I've been shooting with the Panasonic Lumix GH2 for the last week or so. It's been an interesting experience to say the least, and has started me thinking about the future of mirrorless cameras. Can they eventually usurp the dSLR?

Watch this space. Over the next few weeks I'll be sharing my thoughts on the camera. But this won't be a brick wall and test charts kind of evaluation. This is about taking photos and finding the right tool to do so.

Pictured here is the Panasonic GH2 20mm F1.7 and Pentax K-x 40mm F2.8 Limited. The Pentax is currently one of the smallest dSLRs, made smaller still with the DA40 F2.8 Limited lens, the smallest pancake in Pentax's arsenal. Together they make a potent street and available light package - focus is fast, the shutter equally responsive (4.7 FPS), and you can take good clear images at 3200ISO, 6400ISO in a pinch. Built-in Image Stabilization adds a stop or two to boot.

Smaller still is the Panasonic GH2 when paired with the 20m F1.7 lens. Is it a lot smaller? No? Is the difference big enough to make a difference? Yes. I can, for example, stuff the GH2 in an oversized coat pocket or the slash pocket of a messenger bag. The K-x is just a hair too big for either. The Panasonic is shaping up to be a potent street and available light package as well. The contrast AF feels just as fast as the K-x, as does the FPS. ISO1600 seems to be at the camera's limits; ISO3200 is only for desperation, ISO6400 more or less unusable, and ISO12,800 is purely for Panasonic's marketing department to put in brochures.

So when you look at the numbers, it ends up pretty close. The K-x gains a stop with higher ISO. The GH2 gets it back with the faster lens (ignore for now the difference between effective focal lengths - they're both normals, even if they are at opposite ends of the range). The K-x gains a stop or two with built-in image stabilization. But the GH2 has a focus assist lamp to help with low light AF and what is the best MF assist that I've tried. A press of the rear wheel give you a magnified view in either the rear screen or electronic viewfinder. You can then MF perfectly. Another press gets you back to normal magnification. Simple. Brilliant.

The Panasonic is a much more expensive camera of course - Google Shopping puts the GH2 with the 20 F1.7 at around $1300 while the K-x plus DA40 F2.8 Limited is about $900. That extra cost does get you extra features, including a nice flip-twist rear screen and benchmark 1080p dSLR video.
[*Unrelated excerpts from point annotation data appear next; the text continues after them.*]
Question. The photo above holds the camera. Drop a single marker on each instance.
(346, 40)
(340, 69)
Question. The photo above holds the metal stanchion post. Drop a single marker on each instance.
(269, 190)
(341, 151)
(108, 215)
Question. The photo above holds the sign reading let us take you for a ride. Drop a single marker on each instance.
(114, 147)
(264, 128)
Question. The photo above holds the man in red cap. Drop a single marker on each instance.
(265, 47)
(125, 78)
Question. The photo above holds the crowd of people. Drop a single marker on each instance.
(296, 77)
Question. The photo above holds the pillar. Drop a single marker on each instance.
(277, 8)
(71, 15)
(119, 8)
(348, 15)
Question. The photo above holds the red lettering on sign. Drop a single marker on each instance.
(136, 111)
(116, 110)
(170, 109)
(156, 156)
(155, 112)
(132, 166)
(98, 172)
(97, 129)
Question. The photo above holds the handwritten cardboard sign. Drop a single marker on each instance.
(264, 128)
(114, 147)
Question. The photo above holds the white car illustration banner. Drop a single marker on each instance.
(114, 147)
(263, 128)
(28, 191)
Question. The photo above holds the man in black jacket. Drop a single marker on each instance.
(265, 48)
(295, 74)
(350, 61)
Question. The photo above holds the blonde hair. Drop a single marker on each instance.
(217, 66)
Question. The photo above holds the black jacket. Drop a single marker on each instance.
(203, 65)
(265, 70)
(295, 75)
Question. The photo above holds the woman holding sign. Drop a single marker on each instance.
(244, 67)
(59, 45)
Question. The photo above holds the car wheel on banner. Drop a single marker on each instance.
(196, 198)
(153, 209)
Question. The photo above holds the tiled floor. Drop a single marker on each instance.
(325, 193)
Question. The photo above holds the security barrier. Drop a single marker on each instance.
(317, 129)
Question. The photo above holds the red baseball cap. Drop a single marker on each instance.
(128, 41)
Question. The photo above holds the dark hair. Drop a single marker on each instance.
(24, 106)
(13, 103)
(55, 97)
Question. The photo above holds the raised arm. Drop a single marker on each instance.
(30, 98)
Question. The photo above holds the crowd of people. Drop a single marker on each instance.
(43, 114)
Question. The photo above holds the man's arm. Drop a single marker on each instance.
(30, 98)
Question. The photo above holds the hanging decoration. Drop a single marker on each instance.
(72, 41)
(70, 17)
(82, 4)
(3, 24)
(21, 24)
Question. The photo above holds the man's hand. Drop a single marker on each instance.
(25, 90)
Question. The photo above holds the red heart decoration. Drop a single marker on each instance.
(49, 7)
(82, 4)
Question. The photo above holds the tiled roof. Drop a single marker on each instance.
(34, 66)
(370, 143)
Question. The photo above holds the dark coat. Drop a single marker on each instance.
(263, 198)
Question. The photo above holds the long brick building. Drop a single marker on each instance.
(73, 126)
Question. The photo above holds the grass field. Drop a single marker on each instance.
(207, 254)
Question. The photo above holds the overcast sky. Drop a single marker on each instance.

The K-x on the other hand has a poor implementation of Live View and ok but not great 720p 25fps video. One step up is the K-r, which improves on the K-x's AF and some other features but has a similarly-performing sensor.

But enough about price. The knock against M43 cameras up to now has been that they simply can't perform as well as a dSLR - APS-C or Full Frame. I'll be looking at that closely in the next weeks, and hope to answer the question - is M43 ready for prime time?